A Casa de Cultura da Criança do Bonfim
No Centro de Interpretação da Mata Atlântica (CIMA), um parque urbano localizado bem pertinho da Igreja do Bonfim, em Salvador, foi inaugurado em outubro o Mundo Encantado da Criança. O lugar tem 13,8 mil metros quadrados, do tamanho de quase dois campos de futebol ou de 135 quintais médios, com árvores nativas, brinquedos não estruturados ao ar livre, uma escola de educação ambiental e uma vista para a Baía de Todos-os-Santos que faz os nossos olhos parecerem barcos ou peixes. Logo na entrada, uma estátua de Charles Darwin lembra aos visitantes que o naturalista britânico esteve na Bahia em 1832 (cem anos antes de Lydia nascer!) e ficou admirado com a biodiversidade.
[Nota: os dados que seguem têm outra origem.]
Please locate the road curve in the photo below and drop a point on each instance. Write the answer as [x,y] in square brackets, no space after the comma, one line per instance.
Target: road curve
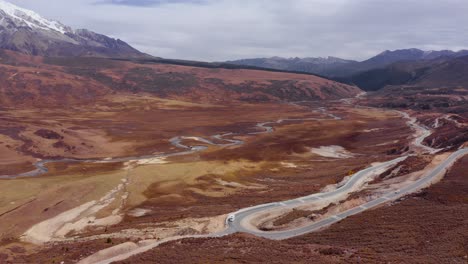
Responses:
[243,214]
[238,226]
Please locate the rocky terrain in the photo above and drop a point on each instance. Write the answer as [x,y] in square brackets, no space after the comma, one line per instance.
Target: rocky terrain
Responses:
[28,80]
[351,70]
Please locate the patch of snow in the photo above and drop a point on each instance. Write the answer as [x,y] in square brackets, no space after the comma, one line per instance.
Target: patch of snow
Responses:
[30,18]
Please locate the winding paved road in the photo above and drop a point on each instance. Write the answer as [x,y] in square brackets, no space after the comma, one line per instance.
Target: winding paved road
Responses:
[239,217]
[238,224]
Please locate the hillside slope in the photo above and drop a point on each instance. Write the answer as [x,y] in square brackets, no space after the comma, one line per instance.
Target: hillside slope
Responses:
[28,80]
[27,32]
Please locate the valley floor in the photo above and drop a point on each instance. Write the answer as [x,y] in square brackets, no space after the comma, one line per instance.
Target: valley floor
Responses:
[287,151]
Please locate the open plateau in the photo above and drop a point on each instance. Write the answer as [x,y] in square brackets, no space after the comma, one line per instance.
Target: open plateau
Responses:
[111,155]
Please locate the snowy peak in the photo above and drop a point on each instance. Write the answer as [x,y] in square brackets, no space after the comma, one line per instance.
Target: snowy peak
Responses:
[25,31]
[12,15]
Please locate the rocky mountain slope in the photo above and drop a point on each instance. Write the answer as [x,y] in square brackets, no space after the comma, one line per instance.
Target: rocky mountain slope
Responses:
[338,68]
[321,66]
[443,72]
[27,32]
[45,81]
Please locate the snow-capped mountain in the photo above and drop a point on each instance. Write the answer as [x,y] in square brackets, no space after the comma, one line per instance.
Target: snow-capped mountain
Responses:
[28,32]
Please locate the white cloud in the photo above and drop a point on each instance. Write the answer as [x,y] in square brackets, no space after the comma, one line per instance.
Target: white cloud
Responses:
[227,29]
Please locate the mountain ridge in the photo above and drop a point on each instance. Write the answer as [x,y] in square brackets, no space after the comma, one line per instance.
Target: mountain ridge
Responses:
[337,68]
[28,32]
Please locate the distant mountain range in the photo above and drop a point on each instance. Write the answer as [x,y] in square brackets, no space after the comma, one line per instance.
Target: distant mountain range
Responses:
[336,67]
[27,32]
[321,66]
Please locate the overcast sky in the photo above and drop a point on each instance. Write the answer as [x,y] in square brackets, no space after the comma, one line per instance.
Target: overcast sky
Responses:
[216,30]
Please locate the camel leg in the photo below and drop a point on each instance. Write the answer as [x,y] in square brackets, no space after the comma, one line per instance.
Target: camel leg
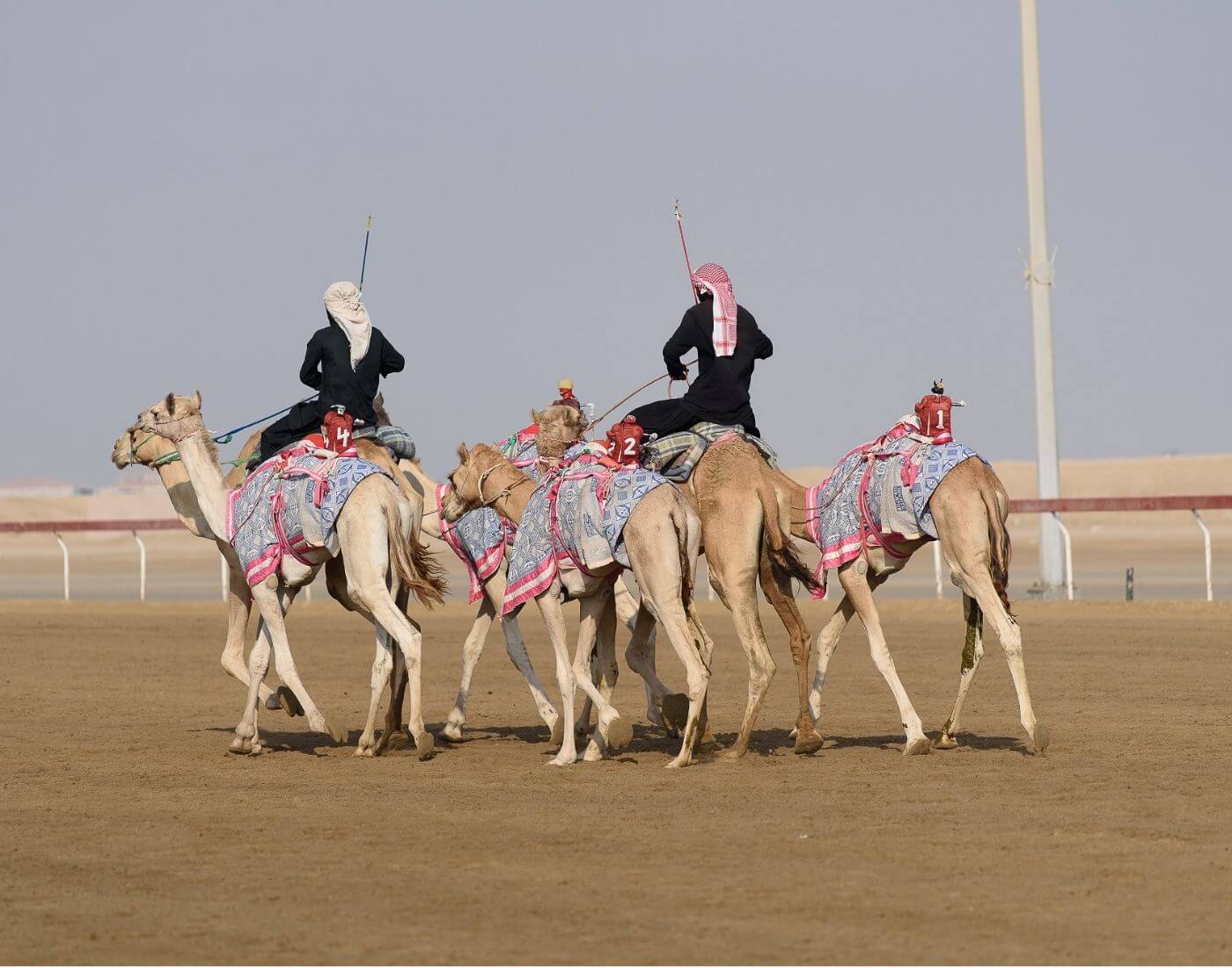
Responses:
[736,583]
[661,584]
[628,611]
[972,652]
[471,652]
[612,730]
[859,591]
[239,606]
[640,656]
[515,648]
[1010,637]
[392,736]
[381,668]
[778,591]
[275,632]
[246,739]
[554,619]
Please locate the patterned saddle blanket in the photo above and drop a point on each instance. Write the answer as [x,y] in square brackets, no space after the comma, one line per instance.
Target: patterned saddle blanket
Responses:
[480,536]
[677,455]
[290,505]
[576,514]
[877,496]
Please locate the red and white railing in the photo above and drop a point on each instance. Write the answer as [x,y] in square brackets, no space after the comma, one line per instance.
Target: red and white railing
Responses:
[1192,504]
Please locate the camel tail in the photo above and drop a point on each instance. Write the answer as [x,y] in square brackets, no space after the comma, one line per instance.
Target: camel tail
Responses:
[416,568]
[776,543]
[998,537]
[680,520]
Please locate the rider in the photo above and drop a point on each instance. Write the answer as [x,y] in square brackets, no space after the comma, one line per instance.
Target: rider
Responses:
[345,361]
[729,345]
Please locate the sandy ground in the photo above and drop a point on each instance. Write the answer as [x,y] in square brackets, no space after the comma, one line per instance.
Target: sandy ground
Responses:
[1164,548]
[129,835]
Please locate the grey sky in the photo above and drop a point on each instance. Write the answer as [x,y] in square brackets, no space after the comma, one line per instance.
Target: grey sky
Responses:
[181,182]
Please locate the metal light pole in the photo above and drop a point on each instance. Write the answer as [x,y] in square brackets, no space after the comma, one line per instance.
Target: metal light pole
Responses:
[1038,281]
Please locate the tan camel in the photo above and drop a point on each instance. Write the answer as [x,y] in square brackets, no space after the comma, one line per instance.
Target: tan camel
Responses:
[136,446]
[662,539]
[742,512]
[515,646]
[378,531]
[969,508]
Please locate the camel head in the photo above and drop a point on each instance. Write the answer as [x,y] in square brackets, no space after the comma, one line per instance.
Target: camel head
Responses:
[172,418]
[468,480]
[137,446]
[561,426]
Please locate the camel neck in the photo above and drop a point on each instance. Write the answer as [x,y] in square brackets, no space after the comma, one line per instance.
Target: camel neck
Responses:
[207,480]
[511,505]
[184,498]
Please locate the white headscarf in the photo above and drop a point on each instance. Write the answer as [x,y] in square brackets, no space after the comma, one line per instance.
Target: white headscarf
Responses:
[345,307]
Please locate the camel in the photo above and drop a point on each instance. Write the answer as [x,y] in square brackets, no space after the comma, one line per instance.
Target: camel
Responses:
[969,508]
[662,539]
[733,492]
[515,646]
[139,447]
[378,531]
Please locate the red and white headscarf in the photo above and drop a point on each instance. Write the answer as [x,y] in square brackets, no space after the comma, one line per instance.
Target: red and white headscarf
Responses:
[712,278]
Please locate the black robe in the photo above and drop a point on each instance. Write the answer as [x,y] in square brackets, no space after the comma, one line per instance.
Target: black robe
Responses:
[720,392]
[326,369]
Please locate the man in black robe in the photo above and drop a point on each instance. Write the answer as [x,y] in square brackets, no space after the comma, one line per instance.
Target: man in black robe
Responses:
[344,363]
[729,344]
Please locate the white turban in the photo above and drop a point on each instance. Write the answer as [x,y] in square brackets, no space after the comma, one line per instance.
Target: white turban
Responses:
[345,307]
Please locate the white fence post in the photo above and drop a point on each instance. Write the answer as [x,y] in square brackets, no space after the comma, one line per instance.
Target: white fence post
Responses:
[1069,555]
[141,580]
[1206,542]
[64,549]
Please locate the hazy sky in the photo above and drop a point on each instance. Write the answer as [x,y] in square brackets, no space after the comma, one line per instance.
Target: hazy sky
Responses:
[181,182]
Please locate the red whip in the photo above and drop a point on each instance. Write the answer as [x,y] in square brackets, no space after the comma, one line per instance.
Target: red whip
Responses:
[680,228]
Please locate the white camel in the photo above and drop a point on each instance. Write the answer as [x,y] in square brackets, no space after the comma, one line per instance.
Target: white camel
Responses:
[663,708]
[662,539]
[378,531]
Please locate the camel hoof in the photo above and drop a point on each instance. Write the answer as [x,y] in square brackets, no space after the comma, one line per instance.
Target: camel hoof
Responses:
[918,746]
[620,734]
[675,711]
[289,702]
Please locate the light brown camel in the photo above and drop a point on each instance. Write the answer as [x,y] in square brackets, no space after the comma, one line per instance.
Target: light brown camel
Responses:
[743,536]
[515,646]
[378,531]
[136,446]
[969,508]
[662,539]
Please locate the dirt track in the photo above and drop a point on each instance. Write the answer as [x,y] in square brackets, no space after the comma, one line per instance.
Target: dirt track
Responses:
[129,835]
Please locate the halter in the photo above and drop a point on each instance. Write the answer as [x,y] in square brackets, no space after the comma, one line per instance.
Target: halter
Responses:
[498,495]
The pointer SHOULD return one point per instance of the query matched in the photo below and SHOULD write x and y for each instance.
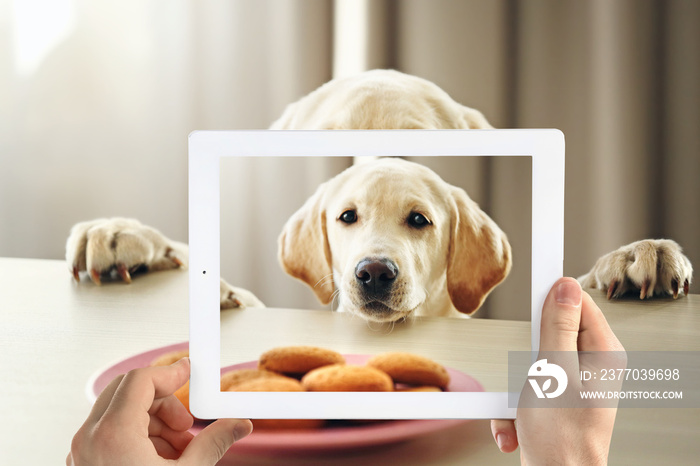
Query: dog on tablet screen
(368, 237)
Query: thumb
(561, 316)
(210, 445)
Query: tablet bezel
(544, 146)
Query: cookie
(342, 378)
(268, 384)
(411, 369)
(276, 383)
(170, 358)
(235, 377)
(298, 360)
(287, 424)
(423, 388)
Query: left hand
(138, 420)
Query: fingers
(214, 441)
(140, 388)
(561, 316)
(103, 400)
(504, 434)
(172, 412)
(595, 334)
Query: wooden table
(57, 333)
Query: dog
(371, 253)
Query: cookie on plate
(298, 360)
(277, 383)
(411, 369)
(237, 376)
(170, 358)
(344, 378)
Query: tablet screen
(370, 269)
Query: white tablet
(232, 193)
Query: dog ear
(303, 249)
(479, 257)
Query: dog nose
(376, 275)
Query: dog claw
(643, 294)
(124, 273)
(95, 275)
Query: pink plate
(330, 438)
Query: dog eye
(417, 220)
(349, 216)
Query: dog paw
(647, 267)
(122, 246)
(237, 298)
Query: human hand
(138, 420)
(571, 321)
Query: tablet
(238, 179)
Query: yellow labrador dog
(397, 241)
(369, 236)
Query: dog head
(390, 238)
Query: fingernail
(242, 430)
(501, 440)
(568, 292)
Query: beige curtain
(95, 123)
(620, 78)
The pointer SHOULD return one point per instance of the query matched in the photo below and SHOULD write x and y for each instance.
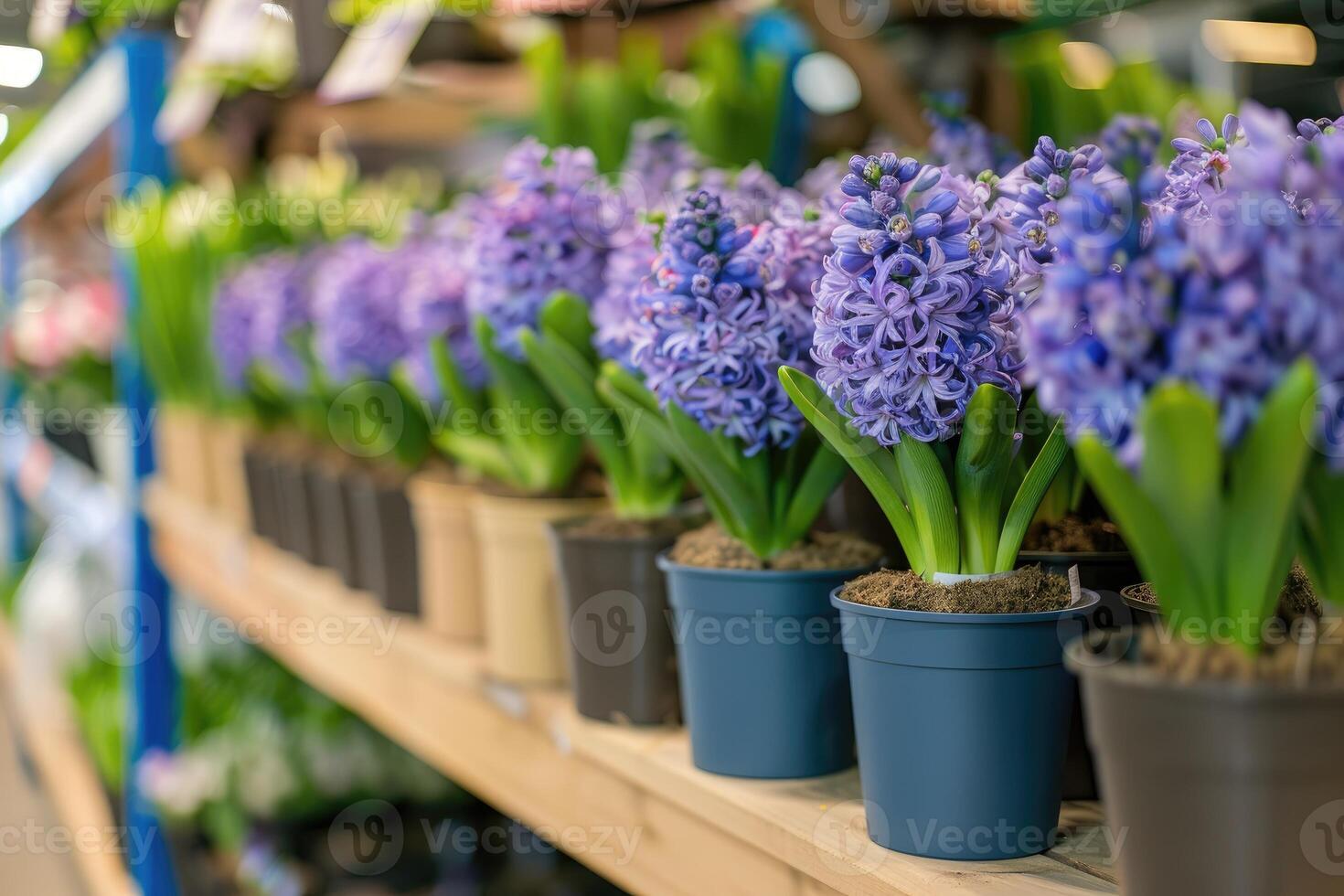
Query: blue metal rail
(154, 677)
O Mundo Encantado da Criança tem uma bebeteca com livros em braile, sala imersiva com imagens da Mata Atlântica, o espaço Boquinha de Brasa — um teatro voltado para crianças, com nome inspirado no poeta Gregório de Matos — e também a Casa de Cultura da Criança do Bonfim. Ali, crianças pequenas e grandes podem visitar a exposição permanente de brinquedos e fotografias de Lydia Hortélio, que juntos formam um brinquedo maior: dá para subir e descer entre torres e túneis, desenhar em parede de giz, deitar em almofadas com formato de pedra ou brincar de 5 pedrinhas, o brinquedo favorito dessa pesquisadora do “saber menino”.
Lydia celebra a existência da Casa da Criança depois de “muitas idas e vindas, muitas promessas políticas que não se cumpriram”. Ela conta que começou a implementar esse projeto na Paraíba, quando voltou ao Brasil, na década de 1970, depois de ter vivido quase 20 anos na Europa. “Era um trabalho junto com o Quinteto Armorial e com Ariano Suassuna, o mais entusiasmado com as perspectivas daquele nosso projeto. Infelizmente, com o AI-5, eu desisti e vim para Salvador. Aqui, vivi duas experiências muito importantes, uma no Colégio Estadual Manoel Novaes, onde incluímos a música em todo o currículo, do Jardim da Infância ao 2º grau, como se chamava naquela época. A outra foi no Núcleo Experimental de Atividades Sócio-Culturais, em que as crianças da periferia de Salvador iam brincar no Parque da Cidade. Nenhuma dessas experiências, porém, era a Casa da Criança.
A Casa é uma parceria da Prefeitura de Salvador com a rede Urban95, inspirada na Cultura da Criança investigada por Lydia há 60 anos e também no conceito de parques naturalizados. A visitação é aberta e gratuita.